Symptoms of Pancreatitis

In both dogs and cats, symptoms of mild pancreatitis may include anorexia, lethargy or diarrhea.

Possible signs of severe pancreatitis in dogs:

  • Anorexia
  • Vomiting
  • Weakness
  • Abdominal pain (shivering, whimpering and belly tenderness may be signs of abdominal pain) 
  • Dehydration (excessive thirst)
  • Diarrhea

Possible signs of severe pancreatitis in cats:

  • Anorexia
  • Dehydration (excessive thirst)
  • Hypothermia
  • Vomiting
  • Abdominal pain (difficult to identify)
  • Shortness of breath
  • Uncoordinated, clumsy walking
  • Diarrhea

Ancestors of the modern house cat evolved to hide their pain so they wouldn’t be targeted by predators who saw pain as weakness. Cats today still have this behaviour ingrained in them, which can make it difficult to detect if they’re hurt internally.

Dogs may not hide their pain as well as cats. So if you find your pup with an arched back, head down and rear end up, he may be showing you signs of pancreatic pain.

How Is Pancreatitis Diagnosed?

Pancreatitis is not a condition you can manage at home. If you suspect your pet has pancreatitis, take him to the vet immediately.

Your veterinarian will perform a series of tests to determine the diagnosis, such as:

  1. History and signalment: vet will ask about your pet’s history and observe his condition
  2. Complete Blood Count: Known as a CBC, vets will take blood samples to see if red blood cells, white blood cells and platelets are within a healthy range. They’ll also check for possible infection, anemia and leukemia.
  3. Chemistry profile: vet may test the blood for any chemicals and enzymes that can help determine organ health, blood sugar and electrolyte quantities.
  4. Pancreas-specific lipase (PLI) test: since the typical amylase/lipase tests are not consistent or sensitive enough to definitively diagnose pancreatitis, vets will run a PLI to determine lipid levels.
  5. Radiograph: similar to an x-ray, this imaging technique is sometimes used in tandem with other tests to help confirm a diagnosis.
  6. Ultrasound: this imaging technique uses sound waves to provide a picture of the pancreas. The reliability of the test depends on the quality of the machine and the technician’s skills.
  7. Surgery: in rare cases, vets may resort to exploratory surgery and collect samples for further testing.
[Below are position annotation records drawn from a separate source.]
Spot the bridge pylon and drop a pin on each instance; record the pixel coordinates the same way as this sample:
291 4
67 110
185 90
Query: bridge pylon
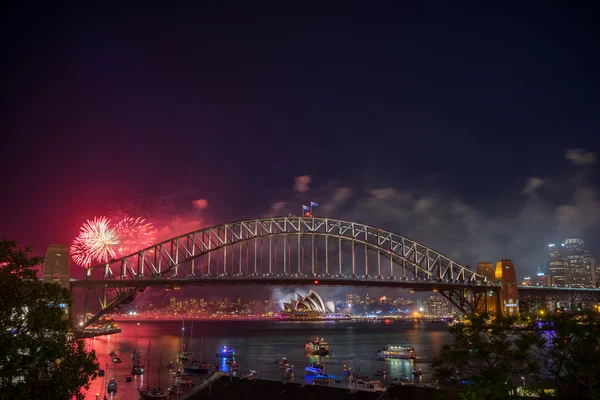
57 269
How Is Pancreatitis Treated?

Pancreatic treatment depends on the severity of the condition and the stage of intervention. In some cases, your vet may want to keep your pet at the clinic for a few days to administer IV fluids and monitor the condition. In other cases, you may be sent home with out-patient treatment instructions. 
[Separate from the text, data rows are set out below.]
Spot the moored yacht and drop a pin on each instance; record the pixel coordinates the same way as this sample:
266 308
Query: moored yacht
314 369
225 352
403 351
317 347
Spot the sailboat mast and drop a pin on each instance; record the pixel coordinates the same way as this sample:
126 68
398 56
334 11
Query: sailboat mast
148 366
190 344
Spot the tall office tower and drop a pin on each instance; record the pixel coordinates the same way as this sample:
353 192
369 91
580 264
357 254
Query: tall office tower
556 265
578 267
Different vets may have different recommendations for treatment. Some may want your pet to fast for at least 24 hours so the pancreas can rest. In these cases, you may be advised to slowly reintroduce a low-fat diet.

As long as vomiting subsides, your vet may instruct you to feed small portions of a highly digestible, low-fat pet food.
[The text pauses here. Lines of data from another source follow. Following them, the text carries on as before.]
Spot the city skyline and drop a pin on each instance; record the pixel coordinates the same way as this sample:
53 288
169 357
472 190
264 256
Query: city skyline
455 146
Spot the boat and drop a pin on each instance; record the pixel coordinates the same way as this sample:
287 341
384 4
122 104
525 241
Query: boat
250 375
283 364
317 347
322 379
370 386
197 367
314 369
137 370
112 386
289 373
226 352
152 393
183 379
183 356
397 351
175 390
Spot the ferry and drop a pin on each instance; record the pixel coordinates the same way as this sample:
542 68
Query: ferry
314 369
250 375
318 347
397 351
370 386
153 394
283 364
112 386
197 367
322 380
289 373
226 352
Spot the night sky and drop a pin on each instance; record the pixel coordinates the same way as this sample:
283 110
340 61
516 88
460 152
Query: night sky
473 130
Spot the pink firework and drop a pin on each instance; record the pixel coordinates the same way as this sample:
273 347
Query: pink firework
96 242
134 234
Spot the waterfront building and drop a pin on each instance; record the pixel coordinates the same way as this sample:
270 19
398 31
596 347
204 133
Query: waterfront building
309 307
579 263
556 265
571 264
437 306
Staying hydrated is crucial. 

Pain management will likely be necessary as well. Pain meds may include: fentanyl, morphine and hydromorphone for both cats and dogs. Side effects may include vomiting and constipation. 

The best way to prevent your pet from developing pancreatitis is to feed a high-quality diet free of fatty, over-processed ingredients. PureForm recommends feeding raw diets whenever possible.